I was halfway through a master’s in Computer Science when my vision changed. I was working as a data scientist during my summer off from school, and I had friends who said things like “I’m at a local maximum” in normal conversation. Wherever I looked, suboptimality began standing out as though highlighted in the angry red of a programming error.
There was the athletic-looking youth whose slow amble blocked the walking path so no one else could pass—suboptimal. There was the friend I ran errands with who planned stops in an inefficient order, so the driving took three Nicki Minaj songs longer than it needed to—suboptimal. And there was me. I could rarely go an hour without at some point becoming forgetful, distracted, tired, or slow—embarrassingly suboptimal.
One of the first things I’d learned about optimization was that something is optimal if it is equal or preferable to any alternative. To optimize an experience, then, is to shepherd it toward the preferable.

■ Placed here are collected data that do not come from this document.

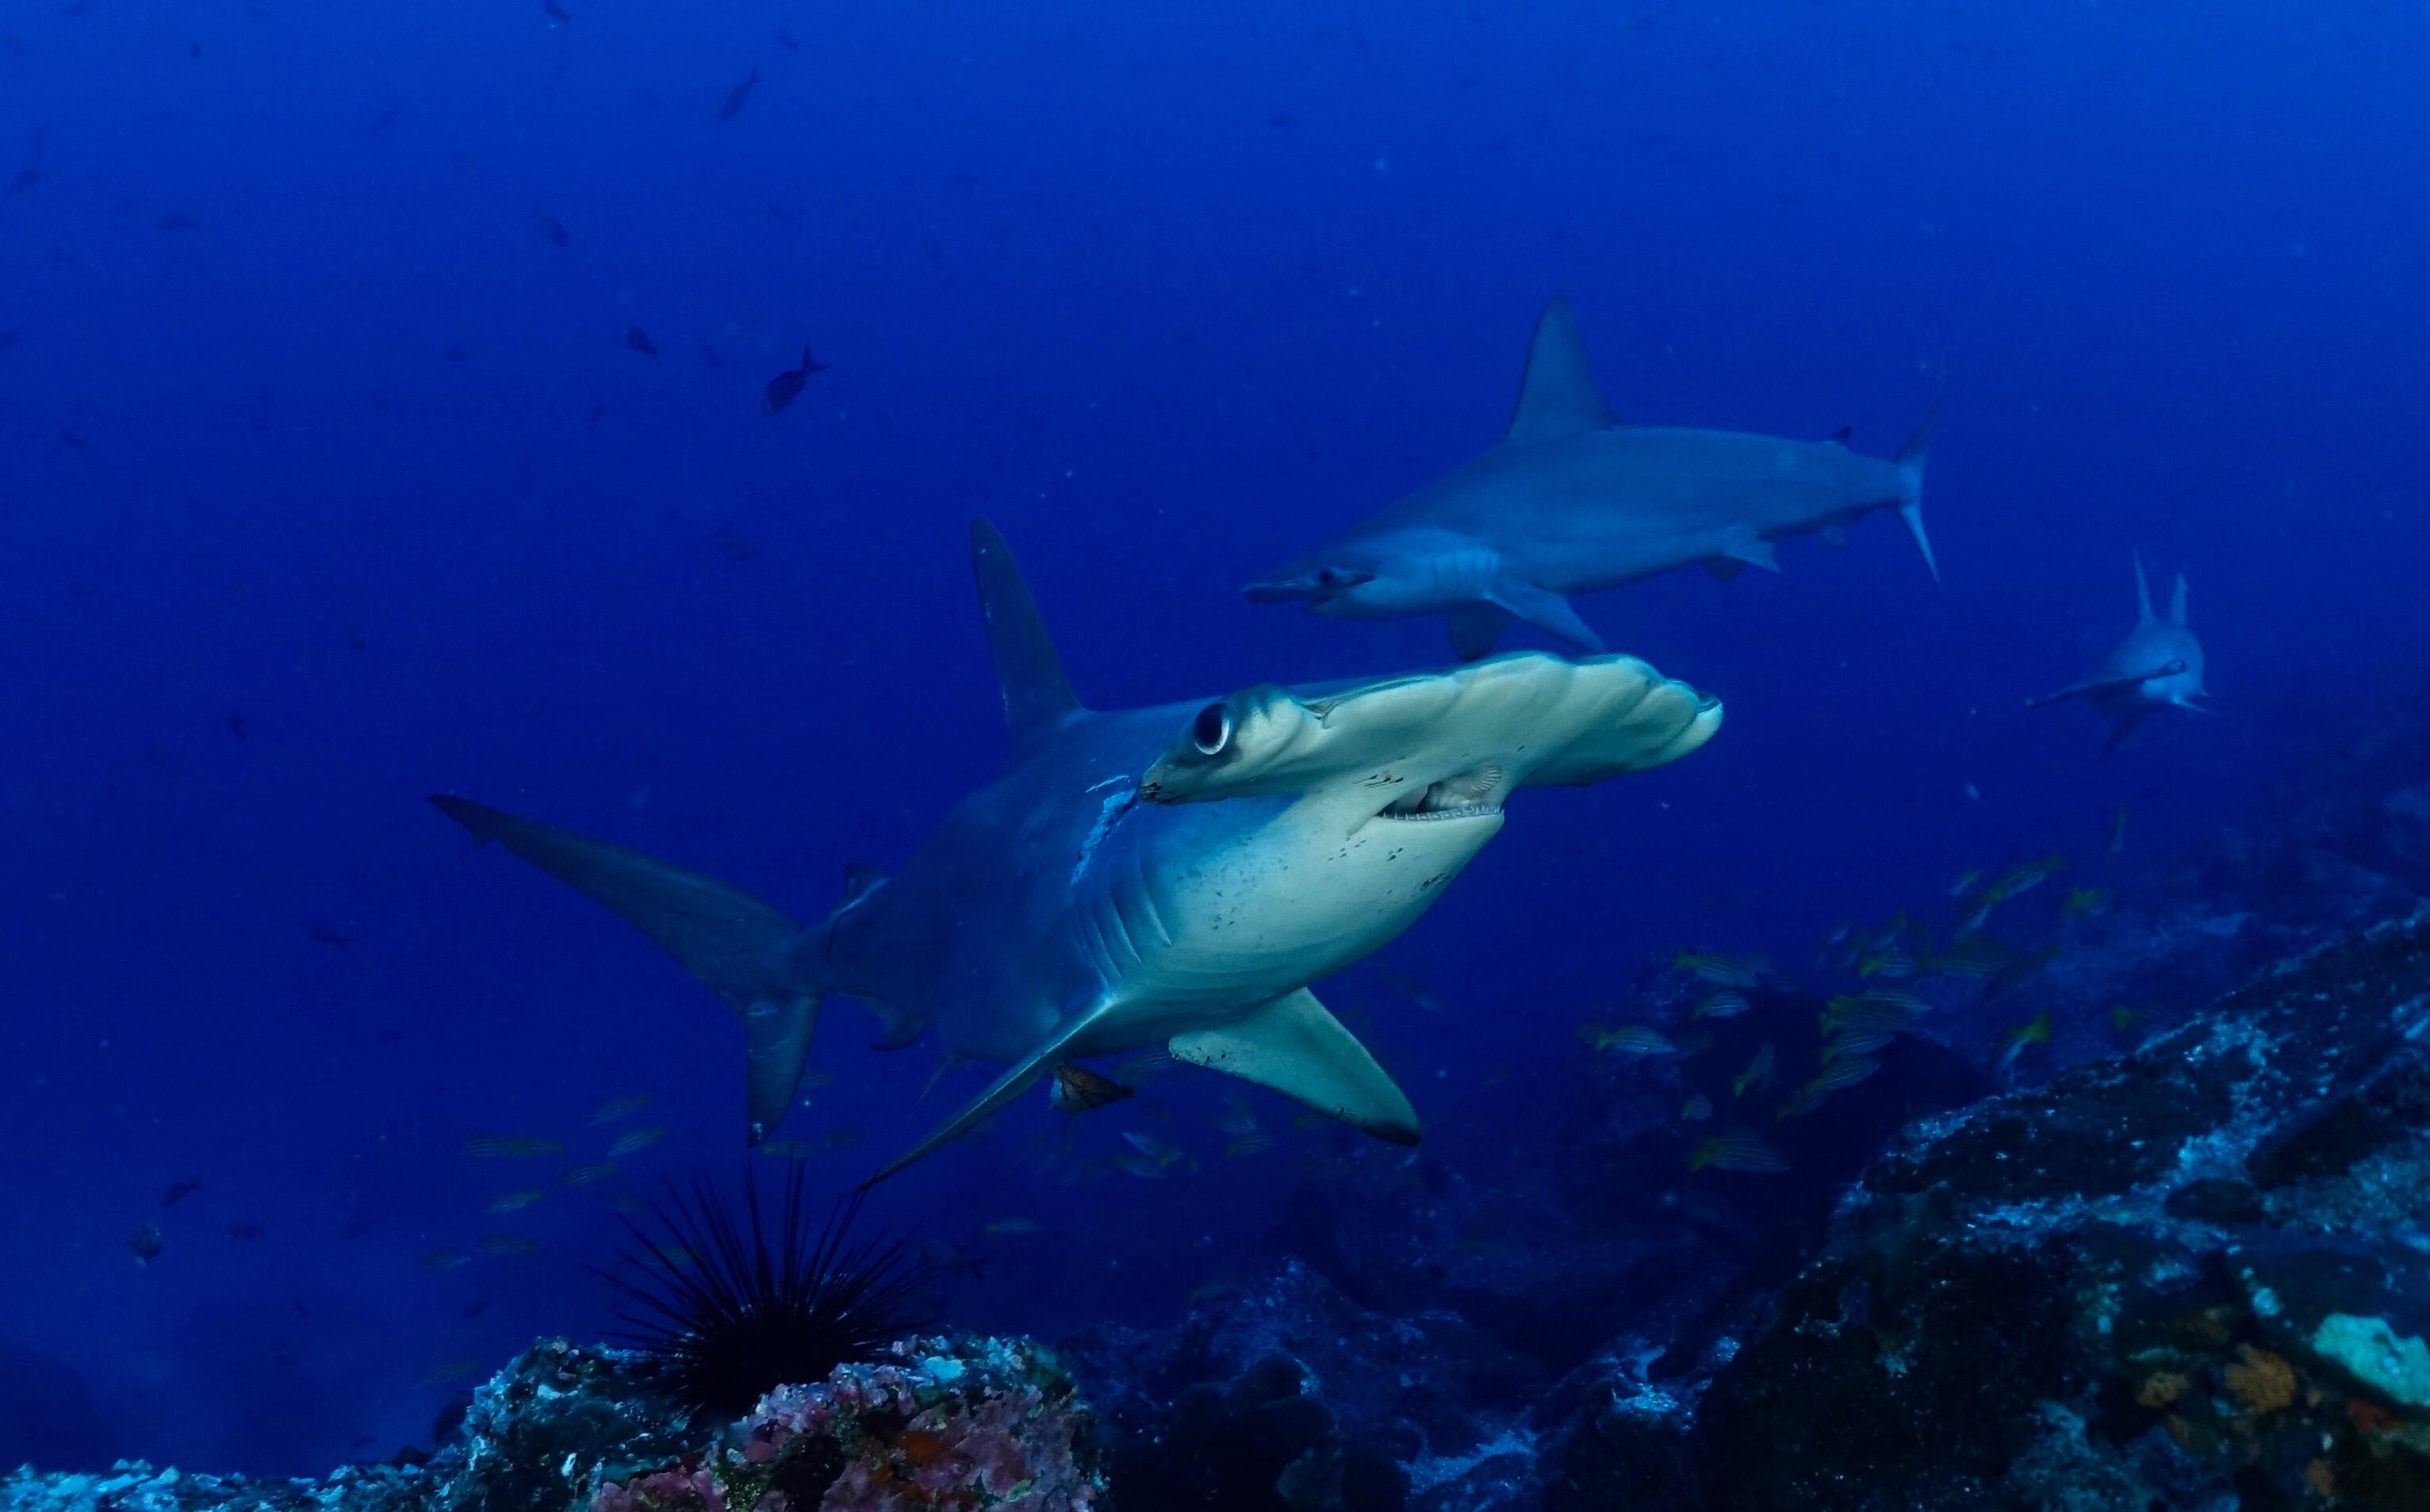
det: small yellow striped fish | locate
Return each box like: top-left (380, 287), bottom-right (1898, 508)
top-left (1692, 989), bottom-right (1752, 1020)
top-left (589, 1095), bottom-right (650, 1126)
top-left (419, 1248), bottom-right (470, 1271)
top-left (486, 1189), bottom-right (543, 1213)
top-left (606, 1124), bottom-right (666, 1158)
top-left (1688, 1131), bottom-right (1789, 1173)
top-left (557, 1162), bottom-right (618, 1187)
top-left (1580, 1023), bottom-right (1679, 1055)
top-left (1731, 1042), bottom-right (1777, 1098)
top-left (462, 1134), bottom-right (563, 1159)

Decision-making is generally hard because you don’t know what each choice will result in. You do have a lifetime of data on how your actions have historically played out, though, and with that you can guess at which option will have the most preferable outcome. This is the basic idea behind reinforcement learning, which underpins the AI that can learn to play video games and Go; other problems in the field sport names like The Restless Multi-Armed Bandit. When a computer agent makes a choice that yields a favorable outcome in reinforcement learning, the memory that the choice was “good” goes on to affect future decision-making, reinforcing the behavior. If a day of being alive is also a series of decisions, could an algorithm successfully optimize my life, too?
The question sounded simple, but I couldn’t stop wondering about it. Finally, I decided: I would try to formally optimize my daily life. On one Saturday, I would make decisions using an algorithm I had sketched out for choosing optimal actions. My algorithm was a rough translation of Q-Learning—one of the simpler reinforcement learning algorithms—into steps a human could follow.

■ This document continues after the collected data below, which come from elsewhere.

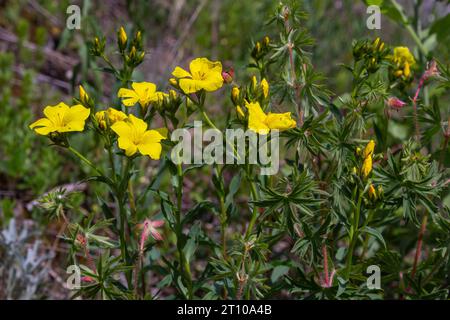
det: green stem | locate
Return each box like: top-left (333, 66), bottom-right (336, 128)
top-left (345, 190), bottom-right (363, 278)
top-left (244, 168), bottom-right (259, 240)
top-left (175, 162), bottom-right (193, 298)
top-left (68, 146), bottom-right (104, 176)
top-left (389, 0), bottom-right (429, 57)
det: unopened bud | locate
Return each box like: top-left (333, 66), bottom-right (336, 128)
top-left (231, 86), bottom-right (240, 105)
top-left (260, 78), bottom-right (269, 98)
top-left (263, 36), bottom-right (270, 48)
top-left (118, 26), bottom-right (128, 51)
top-left (222, 68), bottom-right (234, 84)
top-left (387, 97), bottom-right (407, 110)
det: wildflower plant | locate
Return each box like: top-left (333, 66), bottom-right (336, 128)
top-left (28, 2), bottom-right (450, 300)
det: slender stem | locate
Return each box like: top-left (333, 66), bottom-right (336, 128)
top-left (389, 0), bottom-right (429, 57)
top-left (244, 169), bottom-right (259, 240)
top-left (107, 145), bottom-right (117, 181)
top-left (345, 190), bottom-right (363, 277)
top-left (67, 146), bottom-right (104, 176)
top-left (322, 244), bottom-right (329, 285)
top-left (175, 162), bottom-right (193, 298)
top-left (284, 16), bottom-right (303, 126)
top-left (411, 213), bottom-right (428, 279)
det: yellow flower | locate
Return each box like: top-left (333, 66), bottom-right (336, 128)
top-left (391, 47), bottom-right (415, 78)
top-left (118, 82), bottom-right (163, 108)
top-left (260, 78), bottom-right (269, 98)
top-left (172, 57), bottom-right (223, 94)
top-left (111, 114), bottom-right (165, 159)
top-left (392, 47), bottom-right (415, 66)
top-left (95, 108), bottom-right (127, 129)
top-left (362, 155), bottom-right (373, 179)
top-left (363, 140), bottom-right (375, 159)
top-left (247, 101), bottom-right (296, 134)
top-left (29, 102), bottom-right (90, 135)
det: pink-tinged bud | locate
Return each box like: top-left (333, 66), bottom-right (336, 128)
top-left (387, 97), bottom-right (407, 110)
top-left (81, 276), bottom-right (94, 282)
top-left (424, 60), bottom-right (439, 80)
top-left (222, 67), bottom-right (234, 84)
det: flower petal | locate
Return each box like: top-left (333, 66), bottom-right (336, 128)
top-left (189, 57), bottom-right (222, 77)
top-left (111, 121), bottom-right (132, 139)
top-left (266, 112), bottom-right (296, 131)
top-left (29, 118), bottom-right (54, 135)
top-left (63, 104), bottom-right (90, 123)
top-left (118, 88), bottom-right (139, 106)
top-left (118, 137), bottom-right (138, 156)
top-left (172, 66), bottom-right (191, 79)
top-left (138, 142), bottom-right (162, 160)
top-left (43, 102), bottom-right (70, 122)
top-left (247, 102), bottom-right (269, 134)
top-left (128, 114), bottom-right (148, 133)
top-left (179, 79), bottom-right (204, 94)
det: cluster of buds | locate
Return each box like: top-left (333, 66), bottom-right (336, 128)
top-left (94, 107), bottom-right (127, 131)
top-left (250, 76), bottom-right (269, 100)
top-left (154, 89), bottom-right (181, 113)
top-left (117, 27), bottom-right (145, 68)
top-left (251, 36), bottom-right (270, 61)
top-left (90, 36), bottom-right (106, 56)
top-left (353, 37), bottom-right (388, 73)
top-left (230, 86), bottom-right (245, 120)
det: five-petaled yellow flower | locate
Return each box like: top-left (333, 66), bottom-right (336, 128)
top-left (172, 57), bottom-right (223, 94)
top-left (29, 102), bottom-right (90, 135)
top-left (246, 101), bottom-right (296, 134)
top-left (111, 114), bottom-right (165, 159)
top-left (95, 108), bottom-right (127, 129)
top-left (118, 82), bottom-right (164, 108)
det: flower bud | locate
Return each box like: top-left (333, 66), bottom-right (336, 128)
top-left (231, 86), bottom-right (240, 105)
top-left (118, 26), bottom-right (128, 52)
top-left (251, 41), bottom-right (262, 59)
top-left (91, 36), bottom-right (105, 56)
top-left (79, 85), bottom-right (89, 105)
top-left (260, 78), bottom-right (269, 98)
top-left (387, 97), bottom-right (406, 110)
top-left (368, 184), bottom-right (377, 200)
top-left (129, 46), bottom-right (137, 60)
top-left (169, 78), bottom-right (178, 87)
top-left (251, 75), bottom-right (258, 93)
top-left (263, 36), bottom-right (270, 48)
top-left (222, 68), bottom-right (234, 84)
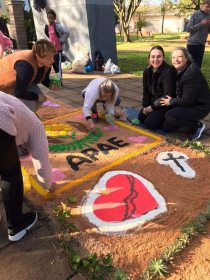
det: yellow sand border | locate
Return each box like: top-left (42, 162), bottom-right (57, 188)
top-left (24, 110), bottom-right (163, 199)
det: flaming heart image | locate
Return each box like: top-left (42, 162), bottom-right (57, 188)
top-left (82, 171), bottom-right (167, 234)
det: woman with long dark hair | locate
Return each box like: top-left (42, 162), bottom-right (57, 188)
top-left (135, 45), bottom-right (176, 130)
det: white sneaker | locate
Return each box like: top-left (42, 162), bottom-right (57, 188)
top-left (8, 211), bottom-right (37, 242)
top-left (189, 121), bottom-right (206, 141)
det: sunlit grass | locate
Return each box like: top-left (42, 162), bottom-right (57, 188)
top-left (117, 34), bottom-right (210, 86)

Here’s how it worked: When I had a decision to make, I’d first convert it into a set of actions to choose between. I would then decide which one to choose with the help of a random number generator on my phone. The RNG would produce a number between one and 100. If that number was six or higher, I’d go with the option that had historically led to the most preferable results. An actual reinforcement learning algorithm helps score how preferable a given option is based on the computer agent’s past observations. I would crudely approximate this by reflecting on the outcomes of similar decisions I’d made in the past.
If the random number I got was five or lower, however, I would “explore” and take a random option instead. This option would be chosen by generating a second random number. For example, to pick a random option out of a set of five possibilities, I’d split the numbers 1 to 100 into five buckets. The bucket for the first option would have the numbers 1 through 20, the bucket for the second option would have the numbers 21 through 40, and so on. The option I picked would be the one whose bucket contained the new random number I rolled.

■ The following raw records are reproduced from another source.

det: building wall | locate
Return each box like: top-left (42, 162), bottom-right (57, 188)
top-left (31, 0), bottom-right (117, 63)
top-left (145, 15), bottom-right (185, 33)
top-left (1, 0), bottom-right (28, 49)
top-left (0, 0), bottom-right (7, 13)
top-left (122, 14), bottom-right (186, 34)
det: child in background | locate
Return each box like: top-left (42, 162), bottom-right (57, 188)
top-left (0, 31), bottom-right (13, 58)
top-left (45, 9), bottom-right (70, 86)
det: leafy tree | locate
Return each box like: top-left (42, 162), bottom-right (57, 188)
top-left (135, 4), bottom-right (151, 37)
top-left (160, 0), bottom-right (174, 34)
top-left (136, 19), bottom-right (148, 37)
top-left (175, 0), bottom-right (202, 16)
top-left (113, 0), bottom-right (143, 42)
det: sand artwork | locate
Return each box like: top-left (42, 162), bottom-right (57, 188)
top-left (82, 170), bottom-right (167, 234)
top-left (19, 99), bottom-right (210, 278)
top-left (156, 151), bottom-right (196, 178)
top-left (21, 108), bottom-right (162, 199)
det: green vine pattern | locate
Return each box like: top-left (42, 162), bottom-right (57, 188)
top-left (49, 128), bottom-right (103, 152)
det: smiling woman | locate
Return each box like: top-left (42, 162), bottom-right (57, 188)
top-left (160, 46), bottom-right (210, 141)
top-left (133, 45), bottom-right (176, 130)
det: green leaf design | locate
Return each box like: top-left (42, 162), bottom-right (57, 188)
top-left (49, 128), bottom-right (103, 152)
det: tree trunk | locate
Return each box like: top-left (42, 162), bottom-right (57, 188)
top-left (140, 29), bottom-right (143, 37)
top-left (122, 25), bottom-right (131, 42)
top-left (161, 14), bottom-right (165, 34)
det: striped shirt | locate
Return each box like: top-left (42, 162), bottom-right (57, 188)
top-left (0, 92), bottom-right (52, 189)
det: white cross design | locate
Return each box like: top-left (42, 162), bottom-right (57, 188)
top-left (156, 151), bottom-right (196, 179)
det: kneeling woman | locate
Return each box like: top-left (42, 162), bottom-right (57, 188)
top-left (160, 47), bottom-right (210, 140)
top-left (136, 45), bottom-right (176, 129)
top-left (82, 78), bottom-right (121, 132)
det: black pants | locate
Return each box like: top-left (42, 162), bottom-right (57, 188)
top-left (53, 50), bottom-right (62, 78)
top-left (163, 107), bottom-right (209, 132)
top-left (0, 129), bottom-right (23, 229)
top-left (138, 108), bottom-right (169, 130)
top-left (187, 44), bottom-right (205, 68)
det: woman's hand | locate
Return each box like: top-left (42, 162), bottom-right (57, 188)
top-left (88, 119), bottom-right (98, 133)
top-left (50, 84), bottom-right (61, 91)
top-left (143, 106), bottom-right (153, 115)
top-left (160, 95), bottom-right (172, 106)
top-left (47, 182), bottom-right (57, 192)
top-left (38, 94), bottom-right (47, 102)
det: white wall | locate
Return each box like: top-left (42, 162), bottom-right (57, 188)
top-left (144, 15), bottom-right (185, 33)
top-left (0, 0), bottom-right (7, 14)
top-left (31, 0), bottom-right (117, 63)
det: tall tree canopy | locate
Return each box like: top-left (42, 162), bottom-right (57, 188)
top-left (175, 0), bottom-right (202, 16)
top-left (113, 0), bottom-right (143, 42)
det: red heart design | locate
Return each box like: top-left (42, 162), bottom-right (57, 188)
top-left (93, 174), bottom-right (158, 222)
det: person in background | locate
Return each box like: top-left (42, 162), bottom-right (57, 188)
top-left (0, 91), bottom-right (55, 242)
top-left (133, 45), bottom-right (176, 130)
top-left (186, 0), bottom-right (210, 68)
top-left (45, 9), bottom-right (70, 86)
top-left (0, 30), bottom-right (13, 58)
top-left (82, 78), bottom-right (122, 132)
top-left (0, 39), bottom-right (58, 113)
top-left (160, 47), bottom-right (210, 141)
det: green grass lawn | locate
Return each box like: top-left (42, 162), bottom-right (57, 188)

With a cutoff of five, I would be choosing a random option for about one in every 20 decisions I made with my algorithm. I picked five as the cutoff because it seemed like a reasonable frequency for occasional randomness. For go-getters, there are further optimization processes for deciding what cutoff to use, or even changing the cutoff value as learning continues. Your best bet is often to try some values and see which is the most effective. Reinforcement learning algorithms sometimes take random actions because they rely on past experience. Always selecting the predicted best option could mean missing out on a better choice that’s never been tried before.
I doubted that this algorithm would truly improve my life. But the optimization framework, backed up by mathematical proofs, peer-reviewed papers, and billions in Silicon Valley revenues, made so much sense to me. How, exactly, would it fall apart in practice?
The first decision? Whether to get up at 8:30 like I’d planned. I turned my alarm off, opened the RNG, and held my breath as it spun and spit out … a 9!
Now the big question: In the past, has sleeping in or getting up on time produced more preferable results for me? My intuition screamed that I should skip any reasoning and just sleep in, but for the sake of fairness, I tried to ignore it and tally up my hazy memories of morning snoozes. The joy of staying in bed was greater than that of an unhurried weekend morning, I decided, as long as I didn’t miss anything important.
I had a group project meeting in the morning and some machine learning reading to finish before it started (“Bayesian Deep Learning via Subnetwork Inference,” anyone?), so I couldn’t sleep for long. The RNG instructed me to decide based on previous experience whether to skip the meeting; I opted to attend. To decide whether to do my reading, I rolled again and got a 5, meaning I would choose randomly between doing the reading and skipping it.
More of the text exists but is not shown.